PERURI sebagai BUMN yang digunakan memiliki kegiatan Tanggung Jawab Sosial kemudian Lingkungan (TJSL) dengan salah satu kegiatan prioritasnya adalah pengembangan UMKM, sudah pernah mengatur pelatihan terhadap 40 pelaku UMKM terkurasi dengan tema branding untuk mengupayakan pelaku UMKM naik kelas. Pendidikan ini dilaksanakan di area Neo Hotels Bandung pada Selasa, 8 Oktober 2024.
Pada kesempatan kali ini, para UMKM yang dimaksud dikurasi bersatu dengan Dinas Koperasi kemudian Usaha Kecil (Diskuk) Jawa Barat, dibekali pelatihan branding khususnya terkait teknik copywriting yang tersebut baik lalu foto produk. Copywriting akan membantu UMKM menyampaikan arahan yang dimaksud relevan dan juga menarik terhadap target audiens, sementara pelatihan foto produk-produk dapat meningkatkan kualitas visual item yang mana dipasarkan, sehingga mampu bersaing dengan brand besar.
Dengan semakin banyaknya UMKM yang dimaksud beralih ke wadah digital, visual lalu instruksi yang disampaikan menjadi aspek penting untuk menarik konsumen. Copywriting yang dimaksud tepat dapat mengomunikasikan khasiat komoditas dengan jelas, sedangkan foto komoditas yang mana menarik akan meningkatkan daya tarik visual pada marketplace atau media sosial, yang mana pada akhirnya akan menyokong peningkatan penjualan.
“Sebagai komitmen kami di memajukan usaha UMKM, PERURI secara konsisten memberikan berbagai pelatihan yang mana relevan dengan keperluan pada waktu ini. Tujuan utamanya tidaklah lain adalah menghasilkan para UMKM menjadi tangguh lalu mandiri sehingga dapat bersaing di dalam pangsa nasional maupun global. Melalui pelatihan ini, kami berharap dapat membantu UMKM meningkatkan kekuatan fondasi bisnisnya, menghadapi tantangan digitalisasi, dan juga mengoptimalkan potensi yang mana ada di tempat bursa internasional,” kata Penanggung Jawab Strategic Corporate Branding serta TJSL PERURI, Aris Wibowo.
Pelatihan ini menghadirkan pemateri yang dimaksud ahli pada bidangnya, di area antaranya dosen tetap memperlihatkan juga praktisi marketing kampus vokasi Institut STIAMI, Elfa Setiawan, S.S., M.M., kemudian fotografer Karina Nurul Islami. Rahmat Bainur, salah pribadi kontestan pelatihan yang merupakan owner dari R&A Food mengungkapkan betapa pentingnya kegiatan ini untuk membuka cakrawala pengetahuan serta skill yang digunakan lebih lanjut luas untuk meningkatkan daya saing UMKM.

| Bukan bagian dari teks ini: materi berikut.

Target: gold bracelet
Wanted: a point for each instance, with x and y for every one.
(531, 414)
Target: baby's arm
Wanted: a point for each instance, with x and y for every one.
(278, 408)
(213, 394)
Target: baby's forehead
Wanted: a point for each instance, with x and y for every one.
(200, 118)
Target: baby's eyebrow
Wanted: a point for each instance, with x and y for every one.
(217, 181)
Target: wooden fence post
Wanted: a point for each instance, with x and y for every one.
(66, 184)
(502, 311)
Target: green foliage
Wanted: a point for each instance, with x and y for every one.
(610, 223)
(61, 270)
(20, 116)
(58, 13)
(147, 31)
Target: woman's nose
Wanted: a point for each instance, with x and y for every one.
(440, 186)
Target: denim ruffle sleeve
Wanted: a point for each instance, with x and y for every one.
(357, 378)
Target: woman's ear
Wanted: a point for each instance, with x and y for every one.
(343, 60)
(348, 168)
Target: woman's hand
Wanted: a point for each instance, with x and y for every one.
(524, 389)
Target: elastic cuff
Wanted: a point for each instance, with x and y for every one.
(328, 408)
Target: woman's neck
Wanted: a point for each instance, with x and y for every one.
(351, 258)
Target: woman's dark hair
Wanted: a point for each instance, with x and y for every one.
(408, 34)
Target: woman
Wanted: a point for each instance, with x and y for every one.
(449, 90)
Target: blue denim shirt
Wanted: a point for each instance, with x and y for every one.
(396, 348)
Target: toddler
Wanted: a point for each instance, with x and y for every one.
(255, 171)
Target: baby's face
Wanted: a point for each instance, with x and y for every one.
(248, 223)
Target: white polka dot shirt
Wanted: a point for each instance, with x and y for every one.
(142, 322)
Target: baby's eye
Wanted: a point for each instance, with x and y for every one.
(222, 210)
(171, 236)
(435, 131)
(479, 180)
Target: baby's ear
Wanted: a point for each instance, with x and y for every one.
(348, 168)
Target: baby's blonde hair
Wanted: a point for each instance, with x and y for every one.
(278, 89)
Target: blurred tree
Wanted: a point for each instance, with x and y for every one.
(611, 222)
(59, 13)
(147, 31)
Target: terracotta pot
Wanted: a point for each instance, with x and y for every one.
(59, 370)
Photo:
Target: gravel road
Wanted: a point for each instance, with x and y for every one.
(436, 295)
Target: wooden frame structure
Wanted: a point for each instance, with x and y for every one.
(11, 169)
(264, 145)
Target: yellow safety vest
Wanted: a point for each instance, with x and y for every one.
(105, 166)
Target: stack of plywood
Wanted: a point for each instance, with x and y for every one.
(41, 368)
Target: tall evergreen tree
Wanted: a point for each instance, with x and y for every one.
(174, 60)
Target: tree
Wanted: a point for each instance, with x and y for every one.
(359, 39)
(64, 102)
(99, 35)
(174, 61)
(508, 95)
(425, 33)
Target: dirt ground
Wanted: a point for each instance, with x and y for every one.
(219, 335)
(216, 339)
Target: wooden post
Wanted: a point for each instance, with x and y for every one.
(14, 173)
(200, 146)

Sebagai informasi, PERURI miliki inisiatif Peruri Digital Entrepreneur Academy yang tersebut bertujuan untuk menggalang Usaha Mikro, Kecil, lalu Menengah (UMKM) di pemanfaatan digitalisasi hingga menembus lingkungan ekonomi global. Rencana inkubasi intensif untuk UMKM ini telah terjadi sukses dilaksanakan sejak tahun 2022 lalu akan terus dilaksanakan setiap tahun.
Dari acara tersebut, lima UMKM dengan kinerja terbaik akan mendapatkan kesempatan untuk mengikuti inisiatif inkubasi lanjutan juga berkesempatan untuk mengikuti pameran internasional. Hal ini diharapkan dapat membantu UMKM memperluas jaringan bisnisnya kemudian membuka prospek ekspor yang mana lebih banyak besar.